SIR DAVID MAXWELL-FYFE: Then let us take Number 3, take the Social Democratic Party, that was a party which had taken a great share in the Government of Germany and of Prussia for the years since the war. Did you think it right, morally right, to make that party illegal and unable to take any further share in the carrying on of the country?
VON NEURATH: No, certainly not. But I do not at all know...
SIR DAVID MAXWELL-FYFE: Let us get it clear. Did you think it right or not?
VON NEURATH: I just told you “No” but I do not at all know whether you...
SIR DAVID MAXWELL-FYFE: What did you do to protest against that? What did you do to protest against the dissolution of the Social Democratic Party?
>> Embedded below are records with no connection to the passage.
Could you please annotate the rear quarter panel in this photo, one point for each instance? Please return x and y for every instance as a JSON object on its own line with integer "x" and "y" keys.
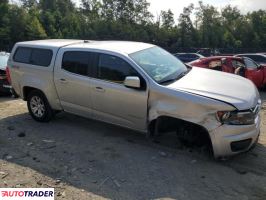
{"x": 39, "y": 77}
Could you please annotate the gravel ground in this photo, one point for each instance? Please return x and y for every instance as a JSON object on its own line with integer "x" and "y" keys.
{"x": 86, "y": 159}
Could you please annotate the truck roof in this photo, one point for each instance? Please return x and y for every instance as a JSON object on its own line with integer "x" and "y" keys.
{"x": 115, "y": 46}
{"x": 49, "y": 43}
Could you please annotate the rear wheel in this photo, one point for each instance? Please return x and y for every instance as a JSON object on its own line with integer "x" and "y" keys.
{"x": 38, "y": 106}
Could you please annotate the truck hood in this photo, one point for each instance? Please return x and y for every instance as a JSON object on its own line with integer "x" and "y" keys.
{"x": 229, "y": 88}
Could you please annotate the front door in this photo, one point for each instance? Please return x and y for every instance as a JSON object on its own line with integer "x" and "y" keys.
{"x": 72, "y": 82}
{"x": 253, "y": 72}
{"x": 112, "y": 101}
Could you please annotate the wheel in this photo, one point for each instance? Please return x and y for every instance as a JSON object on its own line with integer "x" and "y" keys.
{"x": 38, "y": 107}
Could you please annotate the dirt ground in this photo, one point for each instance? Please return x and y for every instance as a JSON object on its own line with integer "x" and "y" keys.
{"x": 86, "y": 159}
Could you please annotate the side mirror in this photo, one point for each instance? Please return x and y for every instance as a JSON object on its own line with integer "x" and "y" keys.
{"x": 132, "y": 82}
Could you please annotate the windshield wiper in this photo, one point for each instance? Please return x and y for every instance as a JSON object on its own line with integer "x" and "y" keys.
{"x": 174, "y": 79}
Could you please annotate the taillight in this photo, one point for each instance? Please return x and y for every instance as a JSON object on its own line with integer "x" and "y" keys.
{"x": 8, "y": 75}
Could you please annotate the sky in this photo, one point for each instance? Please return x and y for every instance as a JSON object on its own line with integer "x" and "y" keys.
{"x": 177, "y": 5}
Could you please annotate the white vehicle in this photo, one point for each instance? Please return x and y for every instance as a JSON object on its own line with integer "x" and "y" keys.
{"x": 138, "y": 86}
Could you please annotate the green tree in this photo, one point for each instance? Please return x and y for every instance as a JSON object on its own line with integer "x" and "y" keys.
{"x": 168, "y": 21}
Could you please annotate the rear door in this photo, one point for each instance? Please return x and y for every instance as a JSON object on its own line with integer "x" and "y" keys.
{"x": 112, "y": 101}
{"x": 253, "y": 72}
{"x": 72, "y": 80}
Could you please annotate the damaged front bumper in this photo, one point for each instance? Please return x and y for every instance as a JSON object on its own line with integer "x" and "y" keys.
{"x": 228, "y": 140}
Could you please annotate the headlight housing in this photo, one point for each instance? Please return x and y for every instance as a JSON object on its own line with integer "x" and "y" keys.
{"x": 237, "y": 117}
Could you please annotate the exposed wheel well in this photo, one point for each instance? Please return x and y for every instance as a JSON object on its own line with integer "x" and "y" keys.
{"x": 27, "y": 90}
{"x": 184, "y": 129}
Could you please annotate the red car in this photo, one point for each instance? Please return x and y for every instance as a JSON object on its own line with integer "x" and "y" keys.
{"x": 236, "y": 65}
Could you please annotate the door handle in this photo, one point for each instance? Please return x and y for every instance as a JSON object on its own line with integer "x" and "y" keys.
{"x": 99, "y": 89}
{"x": 62, "y": 80}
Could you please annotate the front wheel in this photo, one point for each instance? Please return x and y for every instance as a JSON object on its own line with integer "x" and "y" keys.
{"x": 38, "y": 107}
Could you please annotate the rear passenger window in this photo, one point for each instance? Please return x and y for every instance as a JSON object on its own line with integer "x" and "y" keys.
{"x": 76, "y": 62}
{"x": 114, "y": 69}
{"x": 33, "y": 56}
{"x": 41, "y": 57}
{"x": 22, "y": 55}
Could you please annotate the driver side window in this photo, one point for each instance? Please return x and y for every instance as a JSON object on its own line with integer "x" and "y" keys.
{"x": 114, "y": 69}
{"x": 250, "y": 64}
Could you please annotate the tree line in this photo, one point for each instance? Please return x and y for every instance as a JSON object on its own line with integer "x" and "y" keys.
{"x": 200, "y": 25}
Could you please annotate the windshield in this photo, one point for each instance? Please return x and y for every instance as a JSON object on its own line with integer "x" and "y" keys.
{"x": 160, "y": 65}
{"x": 3, "y": 61}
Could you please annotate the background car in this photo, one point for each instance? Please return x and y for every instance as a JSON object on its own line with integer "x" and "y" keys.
{"x": 243, "y": 66}
{"x": 4, "y": 85}
{"x": 188, "y": 57}
{"x": 257, "y": 57}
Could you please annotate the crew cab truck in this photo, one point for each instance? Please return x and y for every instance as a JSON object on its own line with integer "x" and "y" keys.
{"x": 139, "y": 86}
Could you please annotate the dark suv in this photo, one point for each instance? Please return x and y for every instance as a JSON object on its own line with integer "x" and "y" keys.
{"x": 258, "y": 58}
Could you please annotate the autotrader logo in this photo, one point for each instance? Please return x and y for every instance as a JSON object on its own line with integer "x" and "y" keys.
{"x": 27, "y": 193}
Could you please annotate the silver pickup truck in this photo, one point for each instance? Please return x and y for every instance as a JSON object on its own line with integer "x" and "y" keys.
{"x": 139, "y": 86}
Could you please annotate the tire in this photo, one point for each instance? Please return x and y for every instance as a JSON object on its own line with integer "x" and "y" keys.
{"x": 38, "y": 107}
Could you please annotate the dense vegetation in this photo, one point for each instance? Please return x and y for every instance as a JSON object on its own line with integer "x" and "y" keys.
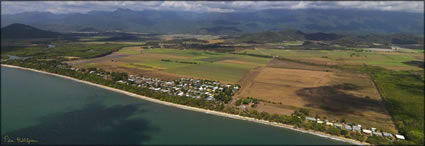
{"x": 403, "y": 94}
{"x": 77, "y": 50}
{"x": 330, "y": 40}
{"x": 21, "y": 31}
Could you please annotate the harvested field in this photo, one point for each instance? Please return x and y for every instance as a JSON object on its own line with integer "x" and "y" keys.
{"x": 334, "y": 94}
{"x": 172, "y": 63}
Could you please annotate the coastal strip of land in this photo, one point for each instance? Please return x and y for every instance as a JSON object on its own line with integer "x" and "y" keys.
{"x": 321, "y": 134}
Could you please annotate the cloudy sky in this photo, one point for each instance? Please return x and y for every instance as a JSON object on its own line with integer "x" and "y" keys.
{"x": 10, "y": 7}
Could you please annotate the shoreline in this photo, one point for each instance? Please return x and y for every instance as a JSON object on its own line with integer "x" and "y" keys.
{"x": 211, "y": 112}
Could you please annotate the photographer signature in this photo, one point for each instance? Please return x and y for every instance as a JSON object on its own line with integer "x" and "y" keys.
{"x": 7, "y": 139}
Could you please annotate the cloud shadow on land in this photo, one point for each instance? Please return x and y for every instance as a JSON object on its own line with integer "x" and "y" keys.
{"x": 93, "y": 124}
{"x": 332, "y": 99}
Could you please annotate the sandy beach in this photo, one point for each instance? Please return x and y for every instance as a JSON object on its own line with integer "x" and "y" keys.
{"x": 321, "y": 134}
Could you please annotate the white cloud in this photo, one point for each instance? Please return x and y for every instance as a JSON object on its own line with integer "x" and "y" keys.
{"x": 10, "y": 7}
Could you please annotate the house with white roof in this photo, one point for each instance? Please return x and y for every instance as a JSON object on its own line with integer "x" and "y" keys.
{"x": 310, "y": 118}
{"x": 399, "y": 136}
{"x": 348, "y": 127}
{"x": 387, "y": 134}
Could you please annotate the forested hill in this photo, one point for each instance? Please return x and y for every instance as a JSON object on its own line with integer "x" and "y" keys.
{"x": 161, "y": 21}
{"x": 335, "y": 38}
{"x": 22, "y": 31}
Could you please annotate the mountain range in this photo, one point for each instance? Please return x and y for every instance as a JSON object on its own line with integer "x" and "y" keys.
{"x": 161, "y": 21}
{"x": 22, "y": 31}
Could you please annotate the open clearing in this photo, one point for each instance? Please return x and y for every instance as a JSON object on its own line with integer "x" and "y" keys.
{"x": 389, "y": 60}
{"x": 174, "y": 63}
{"x": 332, "y": 94}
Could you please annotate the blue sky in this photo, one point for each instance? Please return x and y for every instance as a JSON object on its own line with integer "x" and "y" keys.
{"x": 10, "y": 7}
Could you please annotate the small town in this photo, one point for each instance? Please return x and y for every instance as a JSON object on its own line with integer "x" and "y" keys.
{"x": 194, "y": 88}
{"x": 355, "y": 128}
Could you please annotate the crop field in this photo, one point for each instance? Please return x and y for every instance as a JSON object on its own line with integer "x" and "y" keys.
{"x": 224, "y": 67}
{"x": 328, "y": 92}
{"x": 388, "y": 60}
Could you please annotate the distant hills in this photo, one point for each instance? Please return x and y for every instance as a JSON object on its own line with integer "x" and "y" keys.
{"x": 161, "y": 21}
{"x": 22, "y": 31}
{"x": 334, "y": 39}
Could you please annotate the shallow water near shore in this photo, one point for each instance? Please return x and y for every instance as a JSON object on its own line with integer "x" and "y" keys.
{"x": 54, "y": 110}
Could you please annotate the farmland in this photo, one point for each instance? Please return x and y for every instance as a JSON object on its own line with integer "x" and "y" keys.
{"x": 388, "y": 60}
{"x": 228, "y": 68}
{"x": 333, "y": 84}
{"x": 330, "y": 93}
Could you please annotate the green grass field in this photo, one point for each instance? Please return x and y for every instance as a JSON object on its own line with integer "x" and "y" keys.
{"x": 211, "y": 65}
{"x": 382, "y": 59}
{"x": 403, "y": 94}
{"x": 231, "y": 73}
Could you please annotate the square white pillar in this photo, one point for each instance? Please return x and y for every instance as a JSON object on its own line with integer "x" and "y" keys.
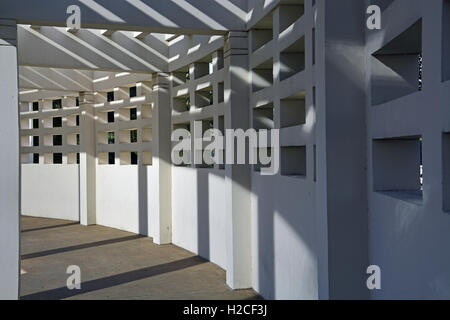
{"x": 9, "y": 162}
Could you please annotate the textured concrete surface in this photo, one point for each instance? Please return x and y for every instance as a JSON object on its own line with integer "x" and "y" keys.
{"x": 114, "y": 265}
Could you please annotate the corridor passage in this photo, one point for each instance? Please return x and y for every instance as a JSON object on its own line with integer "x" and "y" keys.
{"x": 114, "y": 265}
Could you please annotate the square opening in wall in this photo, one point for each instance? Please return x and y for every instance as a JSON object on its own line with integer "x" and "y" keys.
{"x": 73, "y": 158}
{"x": 72, "y": 139}
{"x": 182, "y": 103}
{"x": 111, "y": 117}
{"x": 292, "y": 59}
{"x": 147, "y": 158}
{"x": 203, "y": 67}
{"x": 267, "y": 154}
{"x": 180, "y": 77}
{"x": 262, "y": 32}
{"x": 293, "y": 161}
{"x": 128, "y": 158}
{"x": 57, "y": 140}
{"x": 204, "y": 97}
{"x": 263, "y": 117}
{"x": 57, "y": 158}
{"x": 72, "y": 120}
{"x": 293, "y": 110}
{"x": 290, "y": 13}
{"x": 57, "y": 104}
{"x": 57, "y": 122}
{"x": 147, "y": 111}
{"x": 25, "y": 141}
{"x": 147, "y": 134}
{"x": 397, "y": 165}
{"x": 133, "y": 92}
{"x": 262, "y": 75}
{"x": 397, "y": 67}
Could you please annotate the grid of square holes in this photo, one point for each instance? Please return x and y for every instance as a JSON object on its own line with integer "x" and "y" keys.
{"x": 50, "y": 131}
{"x": 404, "y": 157}
{"x": 197, "y": 96}
{"x": 124, "y": 125}
{"x": 282, "y": 60}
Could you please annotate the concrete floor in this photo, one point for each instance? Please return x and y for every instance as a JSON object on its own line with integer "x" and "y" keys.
{"x": 114, "y": 265}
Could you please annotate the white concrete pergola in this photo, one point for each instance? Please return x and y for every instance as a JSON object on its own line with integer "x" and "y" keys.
{"x": 345, "y": 99}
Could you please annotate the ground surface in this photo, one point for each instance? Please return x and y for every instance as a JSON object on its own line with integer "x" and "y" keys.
{"x": 114, "y": 265}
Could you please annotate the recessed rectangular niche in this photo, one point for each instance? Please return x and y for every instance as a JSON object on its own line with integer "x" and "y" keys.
{"x": 26, "y": 158}
{"x": 128, "y": 136}
{"x": 267, "y": 152}
{"x": 57, "y": 104}
{"x": 126, "y": 114}
{"x": 35, "y": 123}
{"x": 57, "y": 122}
{"x": 204, "y": 97}
{"x": 57, "y": 140}
{"x": 128, "y": 158}
{"x": 293, "y": 110}
{"x": 396, "y": 67}
{"x": 57, "y": 158}
{"x": 263, "y": 75}
{"x": 72, "y": 139}
{"x": 25, "y": 141}
{"x": 397, "y": 167}
{"x": 180, "y": 77}
{"x": 292, "y": 59}
{"x": 73, "y": 158}
{"x": 147, "y": 134}
{"x": 106, "y": 158}
{"x": 262, "y": 32}
{"x": 147, "y": 158}
{"x": 263, "y": 117}
{"x": 147, "y": 111}
{"x": 293, "y": 161}
{"x": 291, "y": 13}
{"x": 202, "y": 69}
{"x": 73, "y": 120}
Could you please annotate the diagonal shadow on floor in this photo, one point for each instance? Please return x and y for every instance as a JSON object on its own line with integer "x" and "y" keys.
{"x": 115, "y": 280}
{"x": 79, "y": 247}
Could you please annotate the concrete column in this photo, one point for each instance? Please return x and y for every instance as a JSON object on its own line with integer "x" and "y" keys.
{"x": 238, "y": 177}
{"x": 88, "y": 158}
{"x": 341, "y": 202}
{"x": 9, "y": 161}
{"x": 160, "y": 186}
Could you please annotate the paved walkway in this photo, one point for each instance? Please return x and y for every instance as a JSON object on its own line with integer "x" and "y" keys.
{"x": 114, "y": 265}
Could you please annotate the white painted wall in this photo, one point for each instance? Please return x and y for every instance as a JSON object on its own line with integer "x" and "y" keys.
{"x": 198, "y": 212}
{"x": 283, "y": 238}
{"x": 118, "y": 197}
{"x": 50, "y": 191}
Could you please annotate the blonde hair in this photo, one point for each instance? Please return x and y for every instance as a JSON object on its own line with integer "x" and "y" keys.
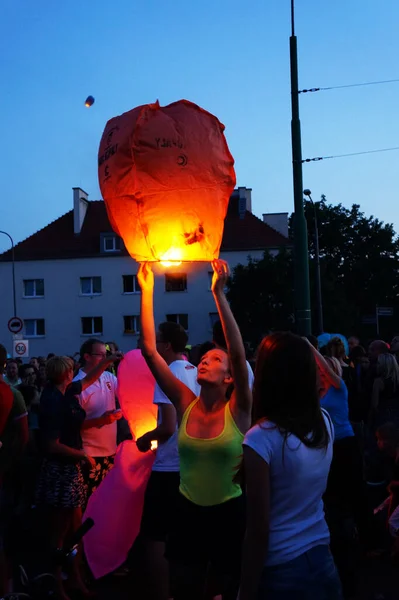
{"x": 387, "y": 368}
{"x": 57, "y": 369}
{"x": 336, "y": 348}
{"x": 334, "y": 364}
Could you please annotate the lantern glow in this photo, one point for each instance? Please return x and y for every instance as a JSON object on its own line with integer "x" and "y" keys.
{"x": 89, "y": 101}
{"x": 172, "y": 258}
{"x": 166, "y": 175}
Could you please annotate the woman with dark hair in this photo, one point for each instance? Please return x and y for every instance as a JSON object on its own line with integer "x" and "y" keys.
{"x": 207, "y": 539}
{"x": 287, "y": 457}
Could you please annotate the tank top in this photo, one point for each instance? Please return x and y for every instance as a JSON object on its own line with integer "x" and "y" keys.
{"x": 208, "y": 466}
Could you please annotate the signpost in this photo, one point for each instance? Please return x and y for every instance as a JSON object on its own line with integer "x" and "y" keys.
{"x": 15, "y": 325}
{"x": 20, "y": 349}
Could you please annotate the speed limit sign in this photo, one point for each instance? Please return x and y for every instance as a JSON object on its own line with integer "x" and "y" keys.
{"x": 21, "y": 348}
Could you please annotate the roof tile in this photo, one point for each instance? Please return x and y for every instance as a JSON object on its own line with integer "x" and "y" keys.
{"x": 58, "y": 241}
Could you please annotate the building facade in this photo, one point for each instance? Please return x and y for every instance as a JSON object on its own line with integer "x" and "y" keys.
{"x": 74, "y": 279}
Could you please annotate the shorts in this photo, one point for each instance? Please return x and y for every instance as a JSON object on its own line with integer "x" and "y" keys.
{"x": 208, "y": 535}
{"x": 310, "y": 576}
{"x": 160, "y": 504}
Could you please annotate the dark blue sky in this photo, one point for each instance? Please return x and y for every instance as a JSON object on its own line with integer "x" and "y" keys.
{"x": 230, "y": 57}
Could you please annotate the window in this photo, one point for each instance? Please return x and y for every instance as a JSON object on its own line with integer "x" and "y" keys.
{"x": 131, "y": 324}
{"x": 92, "y": 325}
{"x": 90, "y": 286}
{"x": 33, "y": 288}
{"x": 34, "y": 327}
{"x": 130, "y": 284}
{"x": 182, "y": 319}
{"x": 176, "y": 282}
{"x": 111, "y": 243}
{"x": 213, "y": 318}
{"x": 210, "y": 277}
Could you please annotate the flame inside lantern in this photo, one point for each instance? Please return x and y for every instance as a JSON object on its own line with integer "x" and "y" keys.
{"x": 172, "y": 258}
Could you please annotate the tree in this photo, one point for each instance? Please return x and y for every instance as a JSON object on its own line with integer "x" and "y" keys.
{"x": 359, "y": 259}
{"x": 261, "y": 295}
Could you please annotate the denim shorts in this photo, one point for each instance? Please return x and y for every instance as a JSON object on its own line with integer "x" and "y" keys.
{"x": 310, "y": 576}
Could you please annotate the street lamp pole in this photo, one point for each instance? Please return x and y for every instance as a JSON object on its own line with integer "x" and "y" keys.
{"x": 302, "y": 291}
{"x": 13, "y": 271}
{"x": 319, "y": 300}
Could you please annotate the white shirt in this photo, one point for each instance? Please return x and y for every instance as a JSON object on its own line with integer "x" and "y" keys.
{"x": 298, "y": 479}
{"x": 167, "y": 458}
{"x": 96, "y": 400}
{"x": 250, "y": 376}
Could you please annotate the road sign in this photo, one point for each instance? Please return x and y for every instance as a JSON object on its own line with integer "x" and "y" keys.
{"x": 15, "y": 325}
{"x": 20, "y": 349}
{"x": 369, "y": 320}
{"x": 385, "y": 311}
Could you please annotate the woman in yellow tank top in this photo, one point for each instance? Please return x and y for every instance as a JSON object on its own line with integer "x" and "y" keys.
{"x": 206, "y": 544}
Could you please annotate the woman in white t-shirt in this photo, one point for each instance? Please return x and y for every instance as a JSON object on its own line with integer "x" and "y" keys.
{"x": 287, "y": 457}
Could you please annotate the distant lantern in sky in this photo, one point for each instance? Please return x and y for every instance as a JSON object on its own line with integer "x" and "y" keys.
{"x": 89, "y": 101}
{"x": 166, "y": 175}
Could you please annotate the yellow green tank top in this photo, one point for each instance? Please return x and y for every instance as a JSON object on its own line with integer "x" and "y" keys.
{"x": 207, "y": 467}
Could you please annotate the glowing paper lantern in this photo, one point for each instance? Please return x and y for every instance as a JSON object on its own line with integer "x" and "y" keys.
{"x": 166, "y": 175}
{"x": 117, "y": 505}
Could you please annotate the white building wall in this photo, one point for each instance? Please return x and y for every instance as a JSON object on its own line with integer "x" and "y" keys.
{"x": 62, "y": 306}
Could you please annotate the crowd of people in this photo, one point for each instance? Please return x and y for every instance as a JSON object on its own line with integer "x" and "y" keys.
{"x": 263, "y": 484}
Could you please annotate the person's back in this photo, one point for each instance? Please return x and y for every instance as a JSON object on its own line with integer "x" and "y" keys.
{"x": 287, "y": 457}
{"x": 298, "y": 479}
{"x": 335, "y": 402}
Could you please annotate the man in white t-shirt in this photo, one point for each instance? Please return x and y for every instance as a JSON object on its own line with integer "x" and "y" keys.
{"x": 163, "y": 487}
{"x": 99, "y": 432}
{"x": 220, "y": 342}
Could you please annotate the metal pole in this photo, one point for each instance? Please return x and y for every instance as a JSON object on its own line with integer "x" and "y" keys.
{"x": 13, "y": 271}
{"x": 319, "y": 298}
{"x": 377, "y": 320}
{"x": 302, "y": 291}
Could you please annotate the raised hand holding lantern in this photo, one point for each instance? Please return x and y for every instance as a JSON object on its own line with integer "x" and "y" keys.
{"x": 166, "y": 175}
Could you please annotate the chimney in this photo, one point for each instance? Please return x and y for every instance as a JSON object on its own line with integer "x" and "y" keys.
{"x": 244, "y": 200}
{"x": 80, "y": 204}
{"x": 278, "y": 221}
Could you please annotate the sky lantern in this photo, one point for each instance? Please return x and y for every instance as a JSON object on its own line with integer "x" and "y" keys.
{"x": 116, "y": 506}
{"x": 166, "y": 175}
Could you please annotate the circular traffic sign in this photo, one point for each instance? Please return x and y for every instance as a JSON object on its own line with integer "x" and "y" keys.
{"x": 15, "y": 325}
{"x": 20, "y": 348}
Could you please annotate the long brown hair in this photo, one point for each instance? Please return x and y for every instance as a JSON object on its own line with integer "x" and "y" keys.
{"x": 286, "y": 389}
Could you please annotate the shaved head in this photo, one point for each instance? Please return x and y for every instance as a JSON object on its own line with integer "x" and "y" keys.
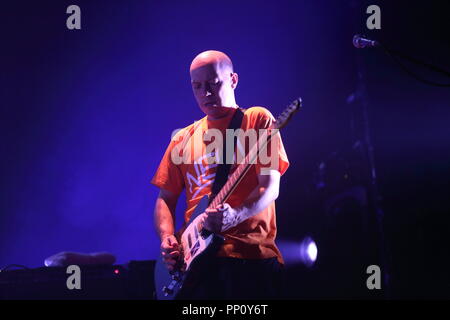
{"x": 212, "y": 57}
{"x": 213, "y": 82}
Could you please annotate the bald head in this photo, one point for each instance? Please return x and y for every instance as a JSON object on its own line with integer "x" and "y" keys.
{"x": 213, "y": 83}
{"x": 212, "y": 57}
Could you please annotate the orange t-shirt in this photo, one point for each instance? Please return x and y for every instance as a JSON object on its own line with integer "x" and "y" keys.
{"x": 254, "y": 238}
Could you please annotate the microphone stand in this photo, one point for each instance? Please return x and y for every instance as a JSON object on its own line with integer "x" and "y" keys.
{"x": 363, "y": 140}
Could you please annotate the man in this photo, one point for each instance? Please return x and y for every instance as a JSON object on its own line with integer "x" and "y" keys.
{"x": 248, "y": 264}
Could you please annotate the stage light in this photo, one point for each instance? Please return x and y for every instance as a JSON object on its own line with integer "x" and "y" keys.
{"x": 308, "y": 251}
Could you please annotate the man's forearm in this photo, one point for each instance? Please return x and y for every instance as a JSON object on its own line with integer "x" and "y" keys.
{"x": 164, "y": 218}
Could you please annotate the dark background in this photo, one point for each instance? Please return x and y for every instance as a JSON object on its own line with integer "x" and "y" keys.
{"x": 87, "y": 114}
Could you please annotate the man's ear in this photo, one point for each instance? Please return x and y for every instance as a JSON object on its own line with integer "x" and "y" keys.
{"x": 234, "y": 80}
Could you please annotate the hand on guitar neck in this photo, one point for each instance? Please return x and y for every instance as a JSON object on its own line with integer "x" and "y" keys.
{"x": 170, "y": 250}
{"x": 220, "y": 219}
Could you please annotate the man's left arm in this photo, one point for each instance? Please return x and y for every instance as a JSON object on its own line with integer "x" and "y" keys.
{"x": 225, "y": 217}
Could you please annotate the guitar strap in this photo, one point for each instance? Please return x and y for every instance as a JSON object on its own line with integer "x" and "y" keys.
{"x": 224, "y": 168}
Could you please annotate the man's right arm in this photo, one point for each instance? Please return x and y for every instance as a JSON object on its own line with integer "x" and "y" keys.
{"x": 165, "y": 226}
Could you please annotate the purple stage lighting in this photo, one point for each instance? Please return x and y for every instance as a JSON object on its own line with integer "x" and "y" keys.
{"x": 308, "y": 251}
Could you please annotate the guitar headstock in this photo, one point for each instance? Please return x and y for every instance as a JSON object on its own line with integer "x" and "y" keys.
{"x": 287, "y": 114}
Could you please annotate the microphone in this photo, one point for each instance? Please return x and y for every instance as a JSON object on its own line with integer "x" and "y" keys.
{"x": 360, "y": 42}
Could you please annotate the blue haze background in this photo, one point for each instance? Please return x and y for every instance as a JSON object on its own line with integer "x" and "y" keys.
{"x": 87, "y": 115}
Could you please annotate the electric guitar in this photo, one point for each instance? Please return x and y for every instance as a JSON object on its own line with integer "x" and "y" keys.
{"x": 197, "y": 243}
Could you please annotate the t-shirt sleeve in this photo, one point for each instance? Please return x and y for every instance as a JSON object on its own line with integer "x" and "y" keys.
{"x": 274, "y": 157}
{"x": 168, "y": 176}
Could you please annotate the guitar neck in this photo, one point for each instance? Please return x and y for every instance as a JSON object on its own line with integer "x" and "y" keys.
{"x": 250, "y": 158}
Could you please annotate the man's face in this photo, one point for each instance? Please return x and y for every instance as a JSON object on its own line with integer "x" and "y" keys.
{"x": 213, "y": 89}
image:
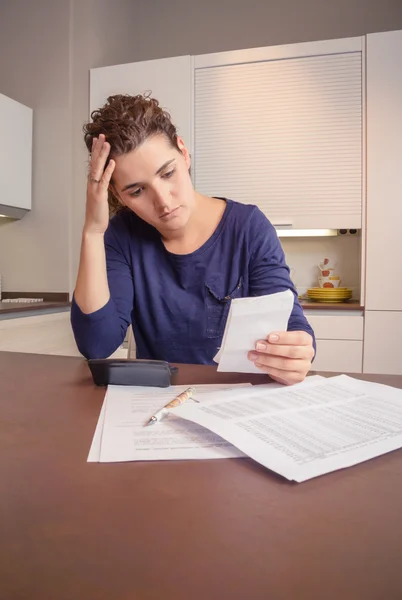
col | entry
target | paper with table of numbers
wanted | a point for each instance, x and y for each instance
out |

VON NEURATH: The most I could do against this dissolution was to state my objections.
SIR DAVID MAXWELL-FYFE: To whom did you state your objection against the dissolution of the Social Democratic Party?
VON NEURATH: To Hitler, again and again.
SIR DAVID MAXWELL-FYFE: Again and again you didn’t raise the dissolution of the parties, the opposition parties? You never raised that in the Cabinet; that is right, isn’t it?
VON NEURATH: I cannot remember whether this question was discussed in the Cabinet; I do not know any more.